Want to install or upgrade your auxiliary lights? This is a step-by-step guide to help you determine the best fit for your needs.
Lighting is one of the most expensive and important decisions in controlled environment agriculture (CEA), whether in a greenhouse, indoor farm or vertical farm. However, lighting technology continues to develop rapidly, resulting in a large number of options. So how do growers choose the right light? This article gives the answer.
The following are some important growth lamp terms:
In the best case, the right plant grow lights can optimize output, reduce operating costs, and keep up with the evolving market.

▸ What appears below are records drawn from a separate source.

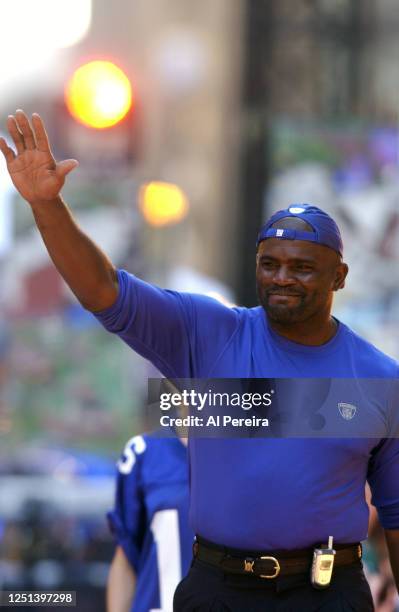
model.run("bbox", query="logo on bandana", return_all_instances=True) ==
[338,402,357,421]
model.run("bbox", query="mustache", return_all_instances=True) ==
[265,287,304,297]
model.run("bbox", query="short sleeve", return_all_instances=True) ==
[93,270,238,378]
[107,436,146,572]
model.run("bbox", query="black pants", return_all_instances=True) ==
[173,560,374,612]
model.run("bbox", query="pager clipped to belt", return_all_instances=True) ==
[310,536,335,589]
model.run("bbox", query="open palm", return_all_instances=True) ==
[0,110,78,204]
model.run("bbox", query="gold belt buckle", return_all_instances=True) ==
[244,557,281,579]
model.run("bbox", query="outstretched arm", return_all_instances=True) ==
[0,110,118,311]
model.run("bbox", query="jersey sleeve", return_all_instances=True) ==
[107,436,146,573]
[94,270,238,378]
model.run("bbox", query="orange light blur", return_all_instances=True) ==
[65,60,133,129]
[139,181,188,227]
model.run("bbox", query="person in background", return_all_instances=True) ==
[107,432,194,612]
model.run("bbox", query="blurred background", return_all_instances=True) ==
[0,0,399,612]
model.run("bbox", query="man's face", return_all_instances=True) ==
[256,238,347,325]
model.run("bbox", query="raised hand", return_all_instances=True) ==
[0,110,78,205]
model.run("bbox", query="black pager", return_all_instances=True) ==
[310,536,335,589]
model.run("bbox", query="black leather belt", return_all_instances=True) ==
[193,536,362,580]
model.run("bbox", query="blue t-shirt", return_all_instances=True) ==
[96,271,399,550]
[107,434,194,612]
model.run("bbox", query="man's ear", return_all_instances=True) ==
[334,263,349,291]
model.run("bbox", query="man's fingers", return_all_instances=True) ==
[56,159,79,178]
[0,137,15,164]
[7,115,25,153]
[32,113,51,154]
[15,109,36,150]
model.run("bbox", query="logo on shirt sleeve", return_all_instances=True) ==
[338,402,357,421]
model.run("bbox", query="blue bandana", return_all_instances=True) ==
[256,204,343,257]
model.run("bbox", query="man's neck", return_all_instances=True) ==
[268,316,338,346]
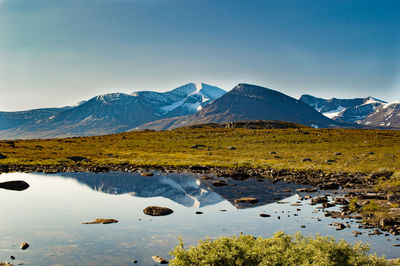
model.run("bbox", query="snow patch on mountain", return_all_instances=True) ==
[322,106,346,119]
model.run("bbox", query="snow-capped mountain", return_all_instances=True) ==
[139,83,343,130]
[363,101,400,128]
[300,95,386,124]
[132,83,225,117]
[0,83,225,139]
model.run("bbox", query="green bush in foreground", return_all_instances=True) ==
[170,232,394,266]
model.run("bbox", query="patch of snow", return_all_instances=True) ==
[161,98,186,113]
[322,106,346,119]
[364,97,385,104]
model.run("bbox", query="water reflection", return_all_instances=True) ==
[54,172,304,209]
[0,180,29,191]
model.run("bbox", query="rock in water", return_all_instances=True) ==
[67,156,90,162]
[213,180,228,187]
[0,181,29,191]
[140,172,154,176]
[82,218,118,224]
[151,256,168,264]
[19,242,29,250]
[143,206,174,216]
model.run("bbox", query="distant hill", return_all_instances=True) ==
[363,102,400,128]
[138,83,343,130]
[0,83,225,139]
[300,94,400,128]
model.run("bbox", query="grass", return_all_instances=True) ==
[170,232,399,265]
[0,128,400,173]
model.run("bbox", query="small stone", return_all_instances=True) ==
[379,218,395,227]
[151,256,168,264]
[311,197,328,204]
[19,242,29,250]
[296,187,317,192]
[332,223,346,230]
[67,156,90,162]
[213,180,228,187]
[140,172,154,176]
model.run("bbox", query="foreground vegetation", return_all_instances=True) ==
[0,127,400,174]
[170,232,400,265]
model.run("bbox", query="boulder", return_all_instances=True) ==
[213,180,228,187]
[379,218,396,227]
[140,172,154,176]
[311,197,328,204]
[19,242,29,250]
[151,256,168,264]
[67,156,90,162]
[143,206,174,216]
[0,180,29,191]
[82,218,118,224]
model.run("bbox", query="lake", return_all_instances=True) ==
[0,172,400,265]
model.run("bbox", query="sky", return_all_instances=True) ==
[0,0,400,111]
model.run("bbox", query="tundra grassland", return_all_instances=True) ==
[0,128,400,175]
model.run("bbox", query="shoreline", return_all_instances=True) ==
[0,162,400,235]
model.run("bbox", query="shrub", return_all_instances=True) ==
[170,232,394,266]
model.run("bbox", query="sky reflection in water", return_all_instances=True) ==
[0,173,400,265]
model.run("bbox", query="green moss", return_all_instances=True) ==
[362,200,379,212]
[0,128,400,174]
[170,232,395,266]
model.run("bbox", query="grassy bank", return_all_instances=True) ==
[170,232,400,265]
[0,128,400,173]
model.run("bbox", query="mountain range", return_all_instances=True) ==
[300,94,400,128]
[0,83,400,139]
[0,83,225,139]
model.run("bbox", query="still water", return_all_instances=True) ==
[0,172,400,265]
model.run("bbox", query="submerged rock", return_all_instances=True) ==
[213,180,228,187]
[151,256,168,264]
[19,242,29,250]
[143,206,174,216]
[82,218,118,224]
[67,156,90,162]
[140,172,154,176]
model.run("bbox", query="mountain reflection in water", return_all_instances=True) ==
[54,172,304,208]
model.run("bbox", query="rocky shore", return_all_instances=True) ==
[0,161,400,236]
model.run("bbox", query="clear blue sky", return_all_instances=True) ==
[0,0,400,111]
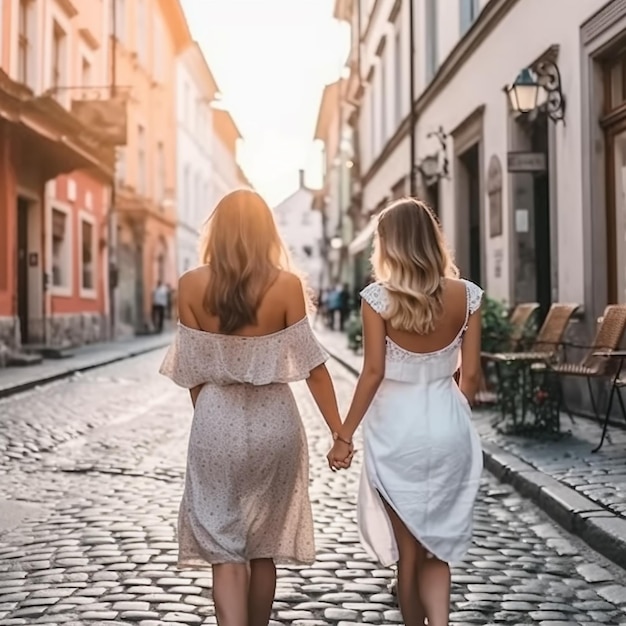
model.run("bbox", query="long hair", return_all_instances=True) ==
[200,189,294,334]
[372,198,459,334]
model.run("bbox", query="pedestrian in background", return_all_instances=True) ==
[152,280,170,333]
[161,190,352,626]
[338,283,350,332]
[329,198,483,626]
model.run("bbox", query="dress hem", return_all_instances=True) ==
[362,458,460,567]
[176,554,315,570]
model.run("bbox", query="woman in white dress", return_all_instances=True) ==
[329,199,483,626]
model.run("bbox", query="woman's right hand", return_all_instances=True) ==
[326,441,355,472]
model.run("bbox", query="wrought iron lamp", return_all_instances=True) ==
[330,236,343,250]
[417,127,448,184]
[505,59,565,123]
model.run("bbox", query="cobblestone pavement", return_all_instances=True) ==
[0,353,626,626]
[317,325,626,519]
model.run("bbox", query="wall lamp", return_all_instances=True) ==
[417,126,449,185]
[504,60,565,124]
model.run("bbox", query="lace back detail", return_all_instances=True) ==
[463,279,484,317]
[360,283,389,315]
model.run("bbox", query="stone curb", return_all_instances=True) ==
[0,335,171,398]
[326,348,626,568]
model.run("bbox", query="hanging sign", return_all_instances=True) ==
[507,152,547,173]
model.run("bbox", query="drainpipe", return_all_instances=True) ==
[107,0,118,339]
[409,0,417,197]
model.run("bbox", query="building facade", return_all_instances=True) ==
[315,79,360,287]
[111,0,192,333]
[176,42,218,274]
[210,106,250,200]
[274,170,325,294]
[348,0,626,335]
[0,0,116,349]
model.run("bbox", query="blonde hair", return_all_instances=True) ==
[372,198,459,334]
[200,189,297,333]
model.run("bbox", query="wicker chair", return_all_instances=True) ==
[546,304,626,451]
[490,303,579,423]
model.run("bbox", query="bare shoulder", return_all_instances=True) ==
[445,278,467,292]
[274,270,302,296]
[178,266,209,298]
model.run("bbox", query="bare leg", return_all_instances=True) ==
[213,563,249,626]
[248,559,276,626]
[383,500,426,626]
[418,557,451,626]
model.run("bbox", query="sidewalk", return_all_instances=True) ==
[0,332,173,398]
[316,327,626,568]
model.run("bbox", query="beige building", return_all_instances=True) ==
[111,0,192,331]
[338,0,626,332]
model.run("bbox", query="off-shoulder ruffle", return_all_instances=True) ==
[159,317,328,389]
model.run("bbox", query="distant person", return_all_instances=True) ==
[339,283,350,332]
[327,287,341,330]
[161,190,352,626]
[152,280,170,333]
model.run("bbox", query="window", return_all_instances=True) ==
[393,26,404,124]
[192,173,202,216]
[137,124,148,195]
[426,0,439,82]
[109,0,126,41]
[52,209,71,287]
[378,57,387,143]
[459,0,480,35]
[50,22,66,99]
[369,81,378,160]
[80,57,91,87]
[135,0,148,67]
[154,141,165,209]
[152,11,165,83]
[17,0,34,87]
[115,147,126,186]
[80,219,96,291]
[183,165,191,217]
[183,82,191,126]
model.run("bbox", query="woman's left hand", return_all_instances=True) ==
[326,441,354,471]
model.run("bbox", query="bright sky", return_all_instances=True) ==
[182,0,349,205]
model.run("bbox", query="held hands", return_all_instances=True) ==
[326,434,355,472]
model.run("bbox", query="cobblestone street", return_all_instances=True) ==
[0,352,626,626]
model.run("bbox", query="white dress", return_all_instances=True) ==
[358,281,483,566]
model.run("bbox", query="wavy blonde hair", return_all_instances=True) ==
[200,189,304,334]
[372,198,459,334]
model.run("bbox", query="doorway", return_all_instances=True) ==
[17,196,31,344]
[530,115,552,320]
[457,143,482,285]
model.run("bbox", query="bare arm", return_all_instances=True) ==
[459,309,481,404]
[337,300,386,446]
[286,276,341,433]
[178,274,202,409]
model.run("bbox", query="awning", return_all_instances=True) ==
[348,215,378,256]
[0,69,115,181]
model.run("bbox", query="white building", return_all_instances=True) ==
[176,42,218,274]
[274,170,324,293]
[344,0,626,331]
[213,108,250,202]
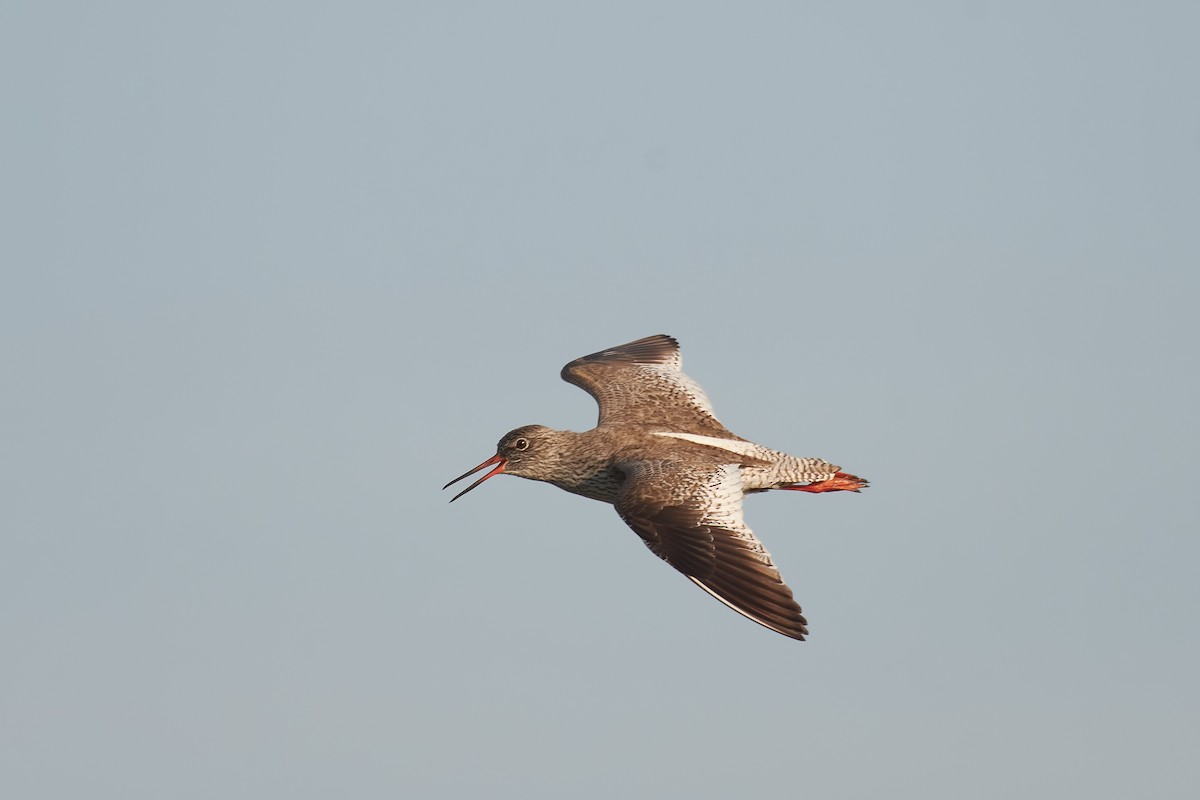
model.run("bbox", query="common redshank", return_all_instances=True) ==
[442,335,868,640]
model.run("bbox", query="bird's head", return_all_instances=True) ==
[442,425,562,503]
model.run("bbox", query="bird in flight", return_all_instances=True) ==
[442,335,868,640]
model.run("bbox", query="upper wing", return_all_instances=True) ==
[616,462,809,639]
[562,333,733,438]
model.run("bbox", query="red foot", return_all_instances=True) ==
[779,473,869,494]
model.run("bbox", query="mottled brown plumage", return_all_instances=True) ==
[443,335,866,639]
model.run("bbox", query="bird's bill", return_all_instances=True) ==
[442,453,504,503]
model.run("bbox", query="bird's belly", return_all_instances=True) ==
[553,470,623,503]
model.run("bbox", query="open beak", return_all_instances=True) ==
[442,453,504,503]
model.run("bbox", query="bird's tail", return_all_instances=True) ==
[775,473,870,494]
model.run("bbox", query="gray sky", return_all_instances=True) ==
[0,0,1200,800]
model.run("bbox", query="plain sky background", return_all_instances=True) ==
[0,0,1200,800]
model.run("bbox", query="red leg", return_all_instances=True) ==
[779,473,868,494]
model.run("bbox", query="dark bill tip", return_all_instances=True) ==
[442,453,504,503]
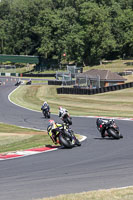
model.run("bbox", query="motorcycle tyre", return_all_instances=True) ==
[67,117,72,125]
[59,134,74,148]
[107,128,121,139]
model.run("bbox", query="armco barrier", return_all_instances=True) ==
[57,82,133,95]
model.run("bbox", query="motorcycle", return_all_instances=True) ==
[47,123,81,148]
[62,112,72,125]
[41,106,50,118]
[96,118,123,139]
[15,81,22,86]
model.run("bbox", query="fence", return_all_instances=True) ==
[57,82,133,95]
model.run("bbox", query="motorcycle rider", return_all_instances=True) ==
[58,106,68,119]
[47,120,81,146]
[41,101,50,112]
[47,120,64,144]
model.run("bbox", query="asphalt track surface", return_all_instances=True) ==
[0,80,133,200]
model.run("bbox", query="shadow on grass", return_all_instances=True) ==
[94,138,118,140]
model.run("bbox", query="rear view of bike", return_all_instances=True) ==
[96,118,123,139]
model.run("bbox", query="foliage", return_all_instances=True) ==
[0,0,133,64]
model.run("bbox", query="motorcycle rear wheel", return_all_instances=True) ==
[107,128,121,139]
[59,134,74,148]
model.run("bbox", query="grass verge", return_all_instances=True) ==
[10,85,133,118]
[0,123,53,153]
[36,187,133,200]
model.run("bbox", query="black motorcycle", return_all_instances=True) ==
[96,118,123,139]
[41,106,50,118]
[56,124,81,148]
[62,112,72,125]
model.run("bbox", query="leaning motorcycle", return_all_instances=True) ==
[57,127,81,148]
[96,118,123,139]
[47,123,81,148]
[62,112,72,125]
[41,106,50,118]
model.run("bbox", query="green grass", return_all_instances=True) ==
[10,85,133,117]
[0,123,53,153]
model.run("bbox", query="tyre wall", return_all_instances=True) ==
[57,82,133,95]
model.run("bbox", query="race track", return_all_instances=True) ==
[0,84,133,200]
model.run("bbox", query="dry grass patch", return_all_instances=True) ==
[39,187,133,200]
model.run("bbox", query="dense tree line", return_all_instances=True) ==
[0,0,133,64]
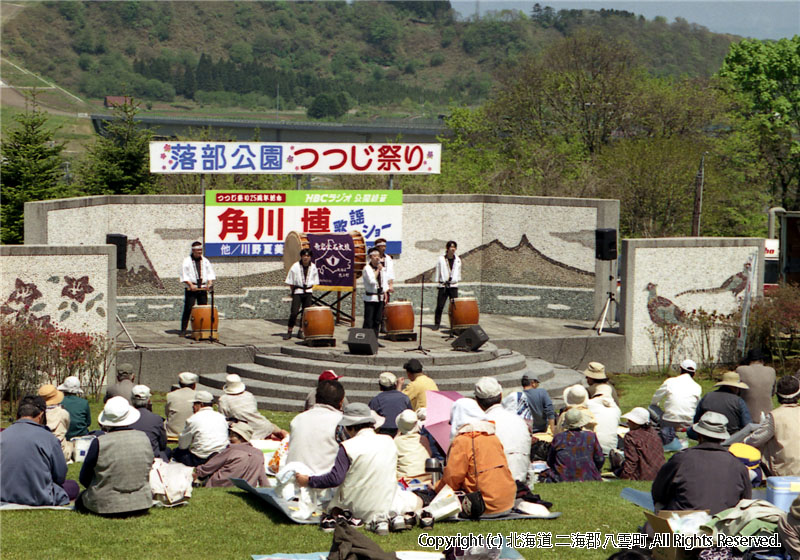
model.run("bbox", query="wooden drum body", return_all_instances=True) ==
[447,298,480,330]
[303,306,333,340]
[385,301,414,335]
[191,305,219,340]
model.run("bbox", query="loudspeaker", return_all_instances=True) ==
[106,233,128,270]
[594,229,617,261]
[453,325,489,352]
[347,329,378,356]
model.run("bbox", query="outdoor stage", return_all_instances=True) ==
[117,314,625,410]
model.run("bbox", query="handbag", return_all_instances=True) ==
[461,438,486,519]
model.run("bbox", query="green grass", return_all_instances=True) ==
[0,375,713,560]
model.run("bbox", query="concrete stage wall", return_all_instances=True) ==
[25,195,619,323]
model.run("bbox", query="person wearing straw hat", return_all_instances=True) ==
[651,411,752,515]
[609,406,664,480]
[688,371,751,439]
[218,373,289,441]
[58,375,92,440]
[75,397,153,515]
[39,383,72,461]
[193,422,269,488]
[368,371,411,437]
[172,391,228,467]
[744,375,800,476]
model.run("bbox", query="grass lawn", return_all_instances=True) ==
[0,375,724,560]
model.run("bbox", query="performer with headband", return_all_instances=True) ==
[180,241,217,336]
[433,241,461,331]
[283,249,319,340]
[361,247,389,336]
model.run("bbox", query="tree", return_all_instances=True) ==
[79,102,156,195]
[0,97,64,244]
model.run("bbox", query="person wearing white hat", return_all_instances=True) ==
[609,406,664,480]
[164,371,197,440]
[650,360,703,430]
[475,377,531,482]
[651,412,752,515]
[218,373,289,440]
[58,375,92,440]
[744,375,800,476]
[75,397,153,515]
[172,391,228,467]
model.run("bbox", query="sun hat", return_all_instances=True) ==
[475,377,503,399]
[229,422,253,441]
[378,371,397,387]
[622,406,650,426]
[562,385,589,406]
[222,373,245,395]
[39,383,64,406]
[692,411,731,440]
[583,362,608,379]
[178,371,198,385]
[58,375,83,394]
[97,397,141,428]
[339,403,384,428]
[395,408,417,434]
[714,371,750,389]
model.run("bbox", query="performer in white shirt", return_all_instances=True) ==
[180,241,217,336]
[283,249,319,340]
[433,241,461,331]
[361,247,389,336]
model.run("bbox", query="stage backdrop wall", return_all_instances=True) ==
[0,245,117,335]
[620,238,764,371]
[25,195,619,322]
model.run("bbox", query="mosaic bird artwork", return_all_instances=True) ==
[645,282,686,325]
[675,262,750,297]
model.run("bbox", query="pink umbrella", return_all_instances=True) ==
[423,391,464,452]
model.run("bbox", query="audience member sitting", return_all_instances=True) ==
[172,391,228,467]
[131,385,170,461]
[39,383,72,461]
[744,375,800,476]
[164,371,197,439]
[103,363,133,402]
[394,408,431,479]
[194,422,269,488]
[286,380,344,474]
[736,348,776,422]
[435,414,517,515]
[75,397,153,515]
[688,371,751,439]
[58,375,92,440]
[553,385,596,434]
[586,385,622,455]
[366,371,411,437]
[651,412,752,515]
[218,373,289,441]
[609,406,664,480]
[295,404,422,533]
[475,377,531,482]
[540,408,605,482]
[0,395,80,506]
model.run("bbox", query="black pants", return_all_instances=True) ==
[289,294,311,330]
[181,290,208,331]
[361,296,383,336]
[433,288,458,326]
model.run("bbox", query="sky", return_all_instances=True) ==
[451,0,800,39]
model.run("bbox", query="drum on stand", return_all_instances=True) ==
[384,301,414,335]
[447,298,480,331]
[303,305,333,341]
[191,305,219,340]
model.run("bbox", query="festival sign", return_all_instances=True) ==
[204,190,403,257]
[150,141,442,175]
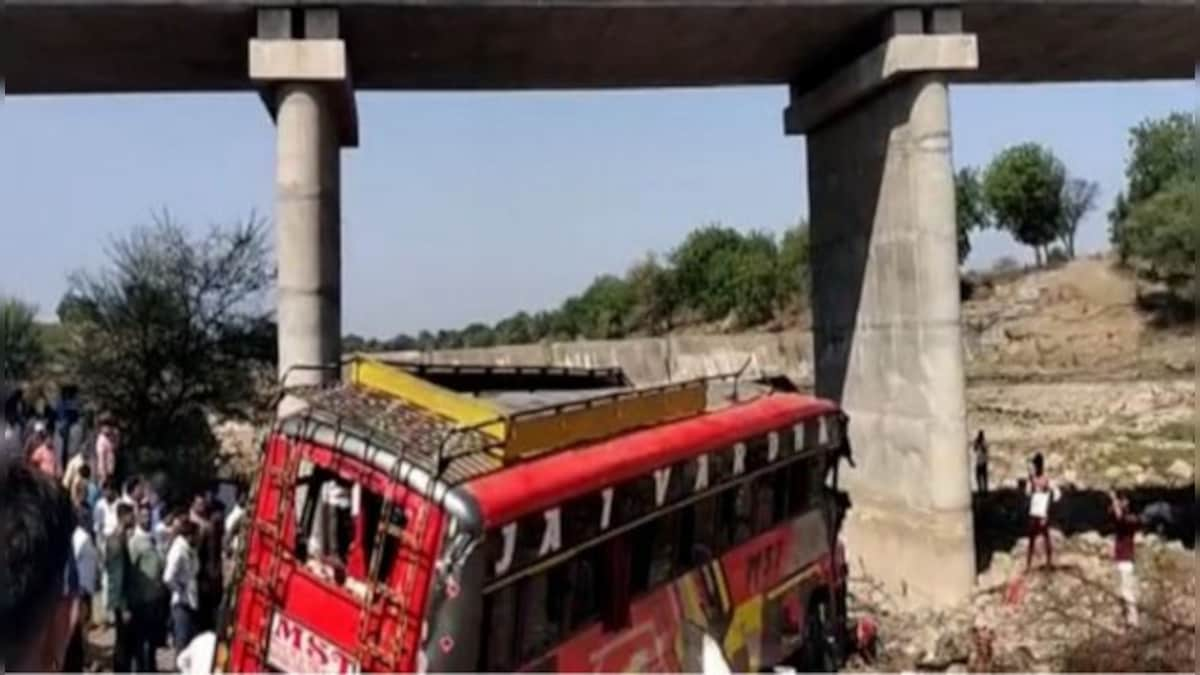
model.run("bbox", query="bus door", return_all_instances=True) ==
[223,436,442,673]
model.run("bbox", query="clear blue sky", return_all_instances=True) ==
[0,82,1195,336]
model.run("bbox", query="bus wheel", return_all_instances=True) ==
[802,598,838,673]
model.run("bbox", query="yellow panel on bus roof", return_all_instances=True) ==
[349,357,506,441]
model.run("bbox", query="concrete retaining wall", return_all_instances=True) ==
[369,330,812,384]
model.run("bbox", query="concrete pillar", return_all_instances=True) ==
[785,22,977,605]
[275,83,342,384]
[248,7,358,398]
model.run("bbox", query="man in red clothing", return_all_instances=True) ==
[1109,491,1140,628]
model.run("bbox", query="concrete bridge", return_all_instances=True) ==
[2,0,1200,603]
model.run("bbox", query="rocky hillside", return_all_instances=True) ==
[851,259,1198,671]
[962,258,1196,381]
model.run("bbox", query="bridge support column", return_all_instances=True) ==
[785,8,978,605]
[250,10,358,398]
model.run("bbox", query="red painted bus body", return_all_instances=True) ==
[217,393,845,673]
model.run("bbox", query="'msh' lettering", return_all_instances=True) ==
[275,616,304,651]
[538,507,563,555]
[600,488,612,530]
[496,522,517,577]
[654,466,671,506]
[733,443,746,476]
[305,635,329,669]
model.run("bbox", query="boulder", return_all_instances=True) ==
[1166,459,1195,482]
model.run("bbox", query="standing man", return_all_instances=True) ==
[1025,453,1058,572]
[96,413,116,485]
[1109,491,1141,628]
[91,479,119,625]
[162,519,200,652]
[0,459,78,673]
[29,431,62,480]
[66,508,100,670]
[104,502,134,673]
[224,486,246,557]
[971,429,988,495]
[0,389,25,460]
[130,503,167,673]
[197,500,224,633]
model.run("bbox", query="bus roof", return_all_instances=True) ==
[460,394,838,527]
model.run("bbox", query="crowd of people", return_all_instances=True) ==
[0,396,245,673]
[971,430,1144,627]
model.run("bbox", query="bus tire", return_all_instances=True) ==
[800,597,838,673]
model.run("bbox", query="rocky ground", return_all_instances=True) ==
[192,259,1200,671]
[850,255,1200,671]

1. Define operational goals. Do you want to maximize yield, quality or flexibility between crops? Do you want to minimize investment or maximize return on investment? Due to the large number of lighting products on the market, determining your operational goals will help you first narrow the range of available technologies to candidates that best suit your needs. Over time, output and quality may need to be continuously optimized, and understanding your operational goals will tell you which technical specifications to pay attention to. After understanding your goals, you will be able to ensure that your plant growth light solution not only meets your initial needs, but is also flexible enough to continuously optimize your most important parameters.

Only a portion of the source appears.